Datenschutz im Betrieb

Der Europäische Gerichtshof (EuGH) bestätigt Klagen von Verbänden auch ohne Auftrag Betroffener

Skurrile Prozessverlängerung: Eine Datenschutzklage führte zur sofortigen Abhilfe durch die Beklagte. Dennoch wurde der Prozess fortgesetzt, weil die Richter sich generell mit Klagebefugnissen von Verbänden beschäftigten. Das ist nun geschehen – und geht einher mit einer Stärkung der Verbraucherrechte durch den Europäischen Gerichtshof (EuGH). Die fraglichen Klagebefugnisse wurden nämlich aktuell erweitert.

Verbandsklagerecht gestärkt

Bereits im Jahr 2012 kam es zu einer Datenschutz-Klage des Bundesverbands der Verbraucherzentralen (vzbv) gegen Facebook (heute Meta-Konzern). Im Mittelpunkt stand das App Center von Facebook. Die von der vzbv erkannten Probleme wurden im Lauf der Zeit vom Social-Media-Konzern behoben. Doch weil hier ein Verband geklagt hatte, wollte die angerufene Justiz die Sache nicht einfach damit bewenden lassen. Denn 2015 hatte der Deutsche Bundestag grünes Licht für eine Ausweitung des Verbandsklagerechts für Verbraucherschutzverbände auf Datenschutzverstöße gegeben. Das bedeutet: Die betroffenen Verbände dürfen auch dann Unternehmen wegen Datenschutzvergehen anklagen, wenn sie nicht explizit von Verbrauchern dazu beauftragt worden sind.

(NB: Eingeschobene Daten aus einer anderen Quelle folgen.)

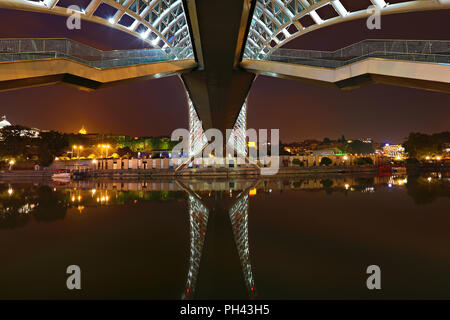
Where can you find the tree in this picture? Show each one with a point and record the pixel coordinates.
(325, 161)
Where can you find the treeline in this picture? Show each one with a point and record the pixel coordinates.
(419, 145)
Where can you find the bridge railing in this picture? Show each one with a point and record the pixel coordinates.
(35, 49)
(435, 51)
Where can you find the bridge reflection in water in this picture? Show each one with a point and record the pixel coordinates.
(198, 218)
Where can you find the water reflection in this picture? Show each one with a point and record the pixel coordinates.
(45, 202)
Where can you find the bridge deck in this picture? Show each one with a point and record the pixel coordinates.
(33, 62)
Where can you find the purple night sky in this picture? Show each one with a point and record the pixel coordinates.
(299, 110)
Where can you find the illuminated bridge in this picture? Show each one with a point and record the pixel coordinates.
(217, 48)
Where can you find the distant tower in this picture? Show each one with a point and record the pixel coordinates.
(82, 130)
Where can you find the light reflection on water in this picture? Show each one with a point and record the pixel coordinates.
(295, 237)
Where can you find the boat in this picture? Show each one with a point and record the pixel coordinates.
(61, 175)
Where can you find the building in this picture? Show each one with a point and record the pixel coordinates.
(394, 151)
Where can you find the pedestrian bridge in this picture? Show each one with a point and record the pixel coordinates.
(418, 64)
(34, 62)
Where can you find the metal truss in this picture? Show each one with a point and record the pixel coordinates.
(197, 137)
(238, 136)
(160, 23)
(276, 22)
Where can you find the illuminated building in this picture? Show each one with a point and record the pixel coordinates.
(394, 151)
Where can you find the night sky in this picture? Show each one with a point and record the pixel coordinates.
(299, 110)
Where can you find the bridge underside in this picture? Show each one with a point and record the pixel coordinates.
(23, 74)
(218, 88)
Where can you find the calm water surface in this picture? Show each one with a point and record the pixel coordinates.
(278, 238)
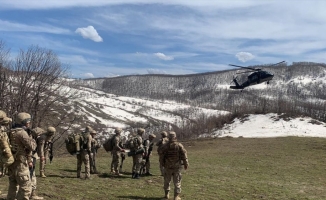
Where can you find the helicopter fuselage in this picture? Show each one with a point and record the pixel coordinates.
(253, 79)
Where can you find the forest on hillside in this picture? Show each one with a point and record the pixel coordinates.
(289, 92)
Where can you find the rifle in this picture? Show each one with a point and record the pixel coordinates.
(123, 157)
(50, 151)
(31, 169)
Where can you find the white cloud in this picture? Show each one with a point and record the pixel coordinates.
(244, 56)
(156, 71)
(88, 75)
(163, 56)
(89, 33)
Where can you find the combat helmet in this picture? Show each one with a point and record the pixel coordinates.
(172, 135)
(117, 130)
(3, 118)
(140, 131)
(2, 115)
(93, 132)
(164, 134)
(88, 129)
(23, 118)
(152, 136)
(51, 130)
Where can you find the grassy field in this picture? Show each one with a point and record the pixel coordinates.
(224, 168)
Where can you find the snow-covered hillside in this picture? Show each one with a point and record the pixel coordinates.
(272, 125)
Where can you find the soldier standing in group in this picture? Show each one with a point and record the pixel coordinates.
(95, 147)
(116, 152)
(159, 145)
(6, 158)
(174, 155)
(85, 150)
(43, 148)
(34, 134)
(137, 155)
(22, 146)
(148, 144)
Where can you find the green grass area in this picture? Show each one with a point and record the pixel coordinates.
(224, 168)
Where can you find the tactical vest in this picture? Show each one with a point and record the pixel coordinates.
(172, 155)
(6, 156)
(150, 145)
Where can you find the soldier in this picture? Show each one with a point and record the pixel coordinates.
(116, 152)
(43, 148)
(22, 146)
(138, 151)
(94, 148)
(174, 155)
(148, 144)
(159, 144)
(85, 150)
(34, 134)
(6, 158)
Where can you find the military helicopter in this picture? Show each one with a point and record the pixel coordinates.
(258, 76)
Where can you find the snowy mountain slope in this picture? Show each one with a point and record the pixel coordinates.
(271, 125)
(117, 111)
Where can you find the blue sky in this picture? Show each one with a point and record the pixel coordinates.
(102, 38)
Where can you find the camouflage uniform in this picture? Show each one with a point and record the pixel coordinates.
(95, 145)
(116, 152)
(159, 145)
(148, 144)
(85, 150)
(43, 148)
(137, 158)
(22, 146)
(6, 157)
(174, 155)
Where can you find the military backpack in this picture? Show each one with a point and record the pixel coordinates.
(73, 143)
(6, 156)
(108, 144)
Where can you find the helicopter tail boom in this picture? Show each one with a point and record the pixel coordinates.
(237, 86)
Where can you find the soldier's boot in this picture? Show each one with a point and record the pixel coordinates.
(177, 196)
(137, 176)
(148, 174)
(42, 174)
(34, 196)
(166, 196)
(117, 173)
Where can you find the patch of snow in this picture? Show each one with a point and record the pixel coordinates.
(270, 125)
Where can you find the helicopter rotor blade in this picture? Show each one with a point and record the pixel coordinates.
(244, 72)
(244, 67)
(277, 63)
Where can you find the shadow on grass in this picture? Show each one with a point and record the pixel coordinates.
(135, 197)
(107, 175)
(69, 170)
(60, 176)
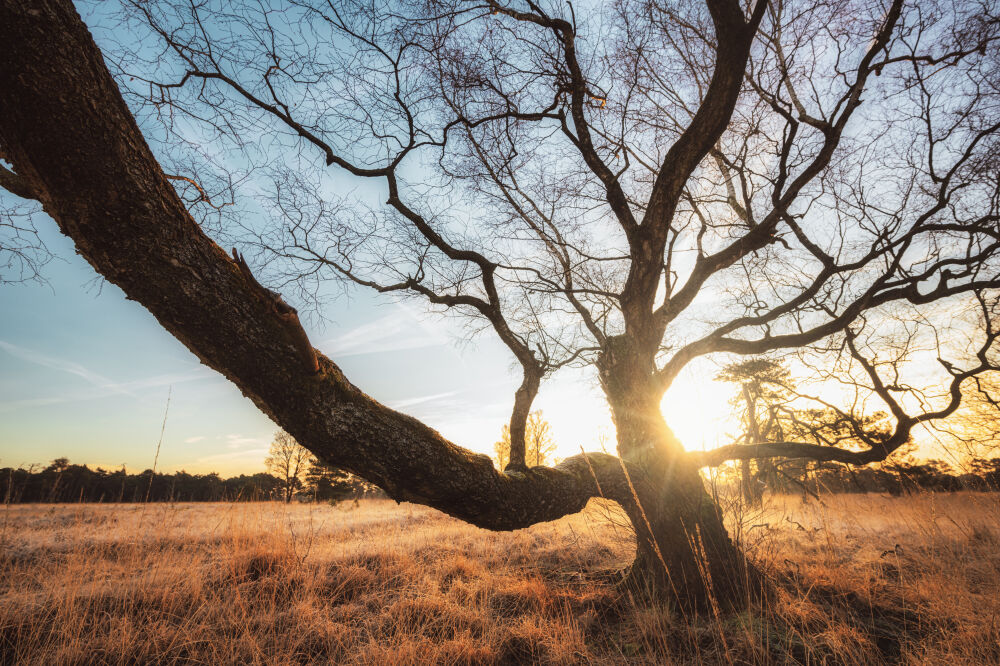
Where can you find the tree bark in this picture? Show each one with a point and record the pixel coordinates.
(69, 135)
(682, 546)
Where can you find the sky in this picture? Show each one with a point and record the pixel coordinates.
(86, 374)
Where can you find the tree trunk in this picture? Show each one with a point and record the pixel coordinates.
(523, 398)
(682, 546)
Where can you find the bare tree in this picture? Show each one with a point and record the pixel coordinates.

Ist das Verbandsklagerecht auch DSGVO-konform?

Als im Jahr 2018 die Datenschutz-Grundverordnung in den EU-Staaten eingeführt wurde, beschäftigten sich die Richter des Bundesgerichtshofs (BGH) mit der generellen Frage des Verbandsklagerechts und dessen Konformität mit der DSGVO. Aus gutem Grund: Die DSGVO erlaubt an sich nur Klagen von Verbänden, wenn diese von Verbrauchern mit Hilfeleistung beauftragt werden. Ist dies nicht der Fall, steht ihnen lediglich das Mittel zur Verfügung, eine Beschwerde bei der infrage kommenden Datenschutzaufsichtsbehörde einzureichen. Der BGH hatte also großes Interesse an einer Klärung des Problems: Ist es statthaft, dass das Verbandsklagerecht Grenzen überschreitet, die die Datenschutzgrundverordnung setzt?

Der Europäische Gerichtshof bejaht die Klagebefugnisse

Der Bundesgerichtshof trat im April 2022 an den Europäischen Gerichtshof heran, um diese Frage final zu beantworten. Dieser wiederum bestätigte in seinem Urteil: Die Klagebefugnis für Verbände endet nicht bei den Aufsichtsbehörden, sondern kann auch ohne Beauftragung von Verbrauchern wahrgenommen werden. Das Urteil beschränkt sich auf Datenschutzprobleme bei der Datenverarbeitung. In der Facebook-Klage des vzbv werden aber auch vernachlässigte Informationspflichten thematisiert. Nachdem dieser Sachverhalt beim BGH geprüft wurde, legte das Gericht den Fall ein weiteres Mal dem EuGH vor. Auch dieses Mal fiel die Entscheidung der EU-Richter pro Verbraucherschutz aus, im Wortlaut heißt es:

Die Mitgliedstaaten können vorsehen, dass diese Einrichtungen, Organisationen oder Verbände das Recht haben, unabhängig vom Auftrag einer betroffenen Person in dem betreffenden Mitgliedstaat eine eigene Beschwerde einzulegen, und das Recht auf einen wirksamen gerichtlichen Rechtsbehelf haben sollten, wenn sie Grund zu der Annahme haben, dass die Rechte der betroffenen Person infolge einer nicht im Einklang mit dieser Verordnung stehenden Verarbeitung verletzt worden sind. Diesen Einrichtungen, Organisationen oder Verbänden kann unabhängig vom Auftrag einer betroffenen Person nicht gestattet werden, im Namen einer betroffenen Person Schadenersatz zu verlangen.“ (Az.: C-757/22)

Die Klarstellung aus Luxemburg wird von Verbraucherschutzverbänden gefeiert. Nun ist es also amtlich: Die Verbände könnten direkt gegen Konzerne wie Meta vor Gericht ziehen, auch wenn sie nicht von Verbrauchern mandatiert worden sind.